Lyotard warned us decades ago in his seminal work The Postmodern Condition about science’s legitimation crisis. Not that science lacks legitimacy entirely, but that it has abandoned what he considered “beautiful” legitimation. Instead of pursuing truth or improving humanity’s condition, modern science operates under what Lyotard called the performativity principle: science must be profitable, generating returns on investment like any other business—or preferably more, to ensure continued funding.
For those who find “performativity” too philosophical, Feyerabend offered a blunter assessment:
20th-century science abandoned its philosophical pretensions to become big business. Rather than threatening society’s established order, science became one of its strongest pillars.
why not Plato?
Now, describing science as a “threat to society” sounds alarming—until you consider what kind of society we’re talking about. If society functions as an ideological system designed to reproduce inequality, supporting structures that keep a few people at the pyramid’s peak while they control resources and power relationships (Lyotard’s reproduction thesis)… then we need Science to be more threatening.
Examples of science serving the status quo rather than human progress are everywhere. One of my favorites: citation indexes.
Citation Indexes
Citation indexes (CI) are essentially ranking lists where scientific journals are ordered by their impact factor—a measure of how “important” their articles are to the scientific community. This sounds helpful enough, promising to show “a journal’s true place in the scholarly research world” and “measure research influence and impact at the journal and category levels” (Thomson Reuters, the editor of the JCR ranking, dixit).
It sounds nice, but it stinks. The same way JCR qualifies journals, these journals transitively determine which researchers are considered “good”—those whose work gets published in high-ranking journals— creating an argument from authority trap/loop… whether this is searched or unwanted.
C.I. Rankings promote inequality

First, top-list journals are expensive, so there is not global access to these, and this becomes a powerful source of inequality. “There are countless researchers without access to most impacting articles because journals abusive price: each paper costs about $30 and you should read lots of papers. If these articles are, arguably, the best scientific works, those people without access to them would have more difficulties in developing brilliant, innovative results, thinking science as an accumulative process.
Additionally, citation indexes make countless researchers all over the world systematically invisible as they are misrepresented. Their works are excluded from mainstream research not even because of their quality but because of where they are published and, indirectly but not less important, because of the language (the vast majority of journals in the first quartile are in English) or researchers’ relationships.
Of course, those researchers are not explicitly excluded. But the symbolic violence of this segregation is brutal, first because it is explained and legitimated in terms of quality of the research work, and second, due to the relative invisibility of this segregation.
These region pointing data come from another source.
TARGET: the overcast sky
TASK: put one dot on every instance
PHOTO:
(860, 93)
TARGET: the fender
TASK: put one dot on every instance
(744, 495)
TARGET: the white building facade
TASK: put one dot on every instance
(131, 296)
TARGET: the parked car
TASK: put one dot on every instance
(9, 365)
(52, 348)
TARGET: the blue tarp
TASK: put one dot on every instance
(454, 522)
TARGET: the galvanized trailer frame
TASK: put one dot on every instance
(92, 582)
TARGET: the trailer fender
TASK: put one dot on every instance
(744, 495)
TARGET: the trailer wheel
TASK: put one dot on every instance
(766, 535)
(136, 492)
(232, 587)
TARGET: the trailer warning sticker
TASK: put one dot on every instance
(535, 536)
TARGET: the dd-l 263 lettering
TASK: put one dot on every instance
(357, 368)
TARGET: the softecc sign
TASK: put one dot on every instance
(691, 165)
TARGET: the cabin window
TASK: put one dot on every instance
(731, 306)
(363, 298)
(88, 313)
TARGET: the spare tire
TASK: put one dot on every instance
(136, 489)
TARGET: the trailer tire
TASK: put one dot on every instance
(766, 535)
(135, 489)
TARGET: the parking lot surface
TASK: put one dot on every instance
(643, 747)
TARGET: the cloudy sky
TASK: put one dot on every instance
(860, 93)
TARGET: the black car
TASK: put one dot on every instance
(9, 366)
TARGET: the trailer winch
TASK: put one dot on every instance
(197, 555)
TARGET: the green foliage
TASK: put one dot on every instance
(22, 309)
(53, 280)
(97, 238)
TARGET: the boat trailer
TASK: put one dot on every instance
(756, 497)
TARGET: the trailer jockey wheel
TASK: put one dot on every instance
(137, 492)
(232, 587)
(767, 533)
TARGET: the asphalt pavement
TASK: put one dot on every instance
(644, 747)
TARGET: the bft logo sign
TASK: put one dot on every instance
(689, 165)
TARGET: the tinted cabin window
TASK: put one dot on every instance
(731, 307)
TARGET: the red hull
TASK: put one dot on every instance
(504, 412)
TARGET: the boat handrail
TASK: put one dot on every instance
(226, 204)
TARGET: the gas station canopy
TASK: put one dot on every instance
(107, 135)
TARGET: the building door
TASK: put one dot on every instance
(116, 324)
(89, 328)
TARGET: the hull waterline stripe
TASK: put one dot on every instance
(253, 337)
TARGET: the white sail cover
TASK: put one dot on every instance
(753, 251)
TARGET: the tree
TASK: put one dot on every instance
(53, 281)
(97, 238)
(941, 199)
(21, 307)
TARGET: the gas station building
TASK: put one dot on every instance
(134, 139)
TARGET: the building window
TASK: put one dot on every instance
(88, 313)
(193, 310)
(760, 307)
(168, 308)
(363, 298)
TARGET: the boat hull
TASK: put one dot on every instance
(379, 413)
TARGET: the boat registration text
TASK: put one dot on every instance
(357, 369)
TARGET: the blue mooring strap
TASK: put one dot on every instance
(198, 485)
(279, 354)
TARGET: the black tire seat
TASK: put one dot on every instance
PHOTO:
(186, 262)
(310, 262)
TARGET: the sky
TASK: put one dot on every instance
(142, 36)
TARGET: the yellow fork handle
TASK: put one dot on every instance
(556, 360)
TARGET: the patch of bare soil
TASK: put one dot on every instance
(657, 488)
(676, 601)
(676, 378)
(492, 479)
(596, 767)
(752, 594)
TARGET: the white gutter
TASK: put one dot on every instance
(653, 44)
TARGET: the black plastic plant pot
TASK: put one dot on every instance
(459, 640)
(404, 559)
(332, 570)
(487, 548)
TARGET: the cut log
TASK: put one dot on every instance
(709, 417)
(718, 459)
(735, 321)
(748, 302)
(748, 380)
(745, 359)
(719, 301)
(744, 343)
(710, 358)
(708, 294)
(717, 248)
An alternative to citation indexes?
First, top-tier journals are expensive, creating barriers to global access and becoming a powerful source of inequality. There are countless researchers without access to the most impactful articles because of journals’ pricing: each paper costs around $30, and serious research requires reading many papers. If these articles are arguably the best scientific work available, then researchers without access face significant disadvantages in developing brilliant, innovative results—especially considering science as a cumulative process where each advance builds on previous knowledge.
Additionally, citation indexes systematically render countless researchers worldwide invisible through misrepresentation. Their work gets excluded from mainstream research not because of quality, but because of where it’s published. Indirectly but equally important, exclusion happens because of language barriers (the vast majority of first-quartile journals publish in English) and researchers’ institutional connections or lack thereof.
Of course, no one explicitly excludes these researchers. But the symbolic violence of this segregation is brutal for two reasons: first, it’s explained and legitimized in terms of research quality rather than structural inequality; second, this segregation operates with relative invisibility, making it harder to challenge or even recognize.
The system presents itself as a meritocracy while functioning as a mechanism of exclusion.
Criticism has been dethroned by pseudo-democracy or pseudo-intersubjectivity mechanisms to focus literature or entertainment contents consumption. Habermas complains about the intellectuals’ lack of authority to direct public discussions. Science, a change engine by definition, seems to be one of the few places resisting this democratizing wave by maintaining authority argument in the form not only of peer review committees with shamanic powers to interact with Knowledge deities to decide what’s good or not.
That’s even worse when you know that sometimes those peer reviews can be fabricated or just hilariously stupid, made only to justify picking money from young researchers’ pockets.
I’m overtly not in love with mass pseudo-democratic mechanisms, easily influenced and cooked by advertising constructions or filter bubbles. But it is clear that we need to give voice to horizontal and open peer-review systems where anyone can be a peer. And national research certification systems could also take into account more open and modern impact measures, more aligned with what science and research should mean.